Correlation distribution over folds:

In [None]:
fig, ax = plt.subplots(1, 1, figsize=(20, 10))
for i in corr_dict:
    sns.distplot(corr_dict[i], bins=10)

### Let's add some target lags with `LagTransform`

In [None]:
HORIZON = 24

pipe = Pipeline(
    model=LGBMMultiSegmentModel(),
    transforms=[
        LagTransform("target", lags=[HORIZON + i for i in range(20)], out_column="lag")
    ],
    horizon=HORIZON
)

In [None]:
metrics_df, forecast_df, fold_info_df = pipe.backtest(ts, metrics=[MAE(), SMAPE(), MSE()], n_folds=5)

In [None]:
(
    metrics_df
    .groupby("segment")
    .mean()
    .reset_index()
    .drop(["segment", "fold_number"], axis=1)
    .apply(["median", "mean", "std"])
)

In [None]:
corr_per_raw, corr_dict = corr_pearson_helper(ts.df, forecast_df)

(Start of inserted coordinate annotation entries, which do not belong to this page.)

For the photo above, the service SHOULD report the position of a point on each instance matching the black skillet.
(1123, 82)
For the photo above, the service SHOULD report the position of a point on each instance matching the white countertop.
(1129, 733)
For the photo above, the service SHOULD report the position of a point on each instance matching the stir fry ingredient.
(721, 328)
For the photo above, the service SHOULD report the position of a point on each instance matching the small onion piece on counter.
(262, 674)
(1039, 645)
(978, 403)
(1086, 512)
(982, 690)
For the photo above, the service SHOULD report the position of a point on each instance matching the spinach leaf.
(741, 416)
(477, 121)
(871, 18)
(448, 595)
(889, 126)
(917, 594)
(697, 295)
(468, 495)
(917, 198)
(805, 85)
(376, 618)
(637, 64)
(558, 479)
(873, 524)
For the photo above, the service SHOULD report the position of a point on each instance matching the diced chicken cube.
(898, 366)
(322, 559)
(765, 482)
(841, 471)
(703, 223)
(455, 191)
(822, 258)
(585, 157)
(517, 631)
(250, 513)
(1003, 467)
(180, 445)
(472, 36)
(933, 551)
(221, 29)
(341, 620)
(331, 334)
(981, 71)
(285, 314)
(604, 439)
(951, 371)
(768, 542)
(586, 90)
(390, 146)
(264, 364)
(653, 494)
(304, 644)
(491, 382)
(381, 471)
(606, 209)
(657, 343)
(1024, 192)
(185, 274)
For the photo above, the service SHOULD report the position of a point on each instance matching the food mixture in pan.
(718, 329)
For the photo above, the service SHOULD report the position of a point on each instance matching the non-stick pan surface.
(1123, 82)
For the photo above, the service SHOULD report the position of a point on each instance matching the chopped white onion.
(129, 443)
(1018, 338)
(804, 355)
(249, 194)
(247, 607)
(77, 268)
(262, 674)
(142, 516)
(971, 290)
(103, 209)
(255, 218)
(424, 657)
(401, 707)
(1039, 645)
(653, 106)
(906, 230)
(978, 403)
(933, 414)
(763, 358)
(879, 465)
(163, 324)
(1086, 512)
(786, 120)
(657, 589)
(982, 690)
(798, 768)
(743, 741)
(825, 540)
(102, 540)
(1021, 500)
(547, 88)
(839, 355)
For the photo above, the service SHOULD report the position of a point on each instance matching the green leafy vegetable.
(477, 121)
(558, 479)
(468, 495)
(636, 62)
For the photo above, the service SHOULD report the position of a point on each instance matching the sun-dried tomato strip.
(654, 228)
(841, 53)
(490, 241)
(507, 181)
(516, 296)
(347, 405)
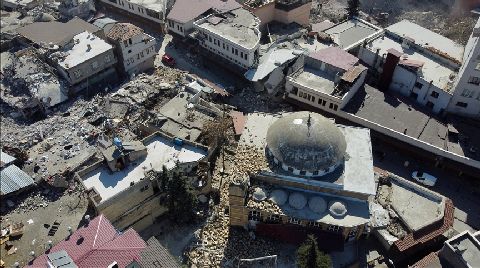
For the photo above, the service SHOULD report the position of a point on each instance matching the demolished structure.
(318, 178)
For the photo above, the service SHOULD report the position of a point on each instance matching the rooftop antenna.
(309, 123)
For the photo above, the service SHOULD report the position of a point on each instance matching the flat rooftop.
(240, 27)
(357, 212)
(427, 38)
(357, 172)
(155, 5)
(315, 79)
(86, 46)
(401, 114)
(432, 69)
(350, 32)
(468, 248)
(416, 206)
(160, 151)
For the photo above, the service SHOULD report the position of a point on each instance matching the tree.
(181, 201)
(353, 8)
(308, 255)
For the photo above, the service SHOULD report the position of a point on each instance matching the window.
(462, 104)
(468, 93)
(474, 80)
(77, 73)
(429, 104)
(418, 85)
(273, 218)
(334, 228)
(293, 220)
(254, 215)
(313, 224)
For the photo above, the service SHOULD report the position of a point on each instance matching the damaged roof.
(336, 57)
(123, 31)
(427, 38)
(186, 10)
(12, 179)
(55, 32)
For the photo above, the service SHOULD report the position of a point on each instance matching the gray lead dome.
(306, 142)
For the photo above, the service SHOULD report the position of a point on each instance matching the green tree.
(181, 201)
(309, 256)
(353, 8)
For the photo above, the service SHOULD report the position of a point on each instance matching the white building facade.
(151, 10)
(466, 97)
(135, 49)
(230, 38)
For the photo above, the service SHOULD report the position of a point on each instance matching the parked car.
(424, 178)
(168, 60)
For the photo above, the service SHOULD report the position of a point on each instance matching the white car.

Correlation distribution over folds:

In [None]:
fig, ax = plt.subplots(1, 1, figsize=(20, 10))
for i in corr_dict:
    sns.distplot(corr_dict[i], bins=10)

In [None]:
print(f"Total pearson mean: {np.mean(corr_per_raw)}")

In [None]:
from unittest.mock import Mock

ts = TSDataset.to_dataset(ts_df)
ts = ts.apply(lambda x: x.fillna(x.mean()).fillna(0), axis=0)
ts_target = ts.loc[:, pd.IndexSlice[:, "target"]]
ts_reg = ts.loc[:, pd.IndexSlice[:, features_to_use]]
TSDataset._check_regressors = Mock
ts = TSDataset(
    ts_target, freq="D",
    df_exog=ts_reg, known_future="all"
)

In [None]:
HORIZON = 24

pipe = Pipeline(
    model=LGBMMultiSegmentModel(),
    transforms=[],
    horizon=HORIZON
)

In [None]:
pipe.fit(ts)

##### We have some improvements both in pearson correaltion and typical regression metrics.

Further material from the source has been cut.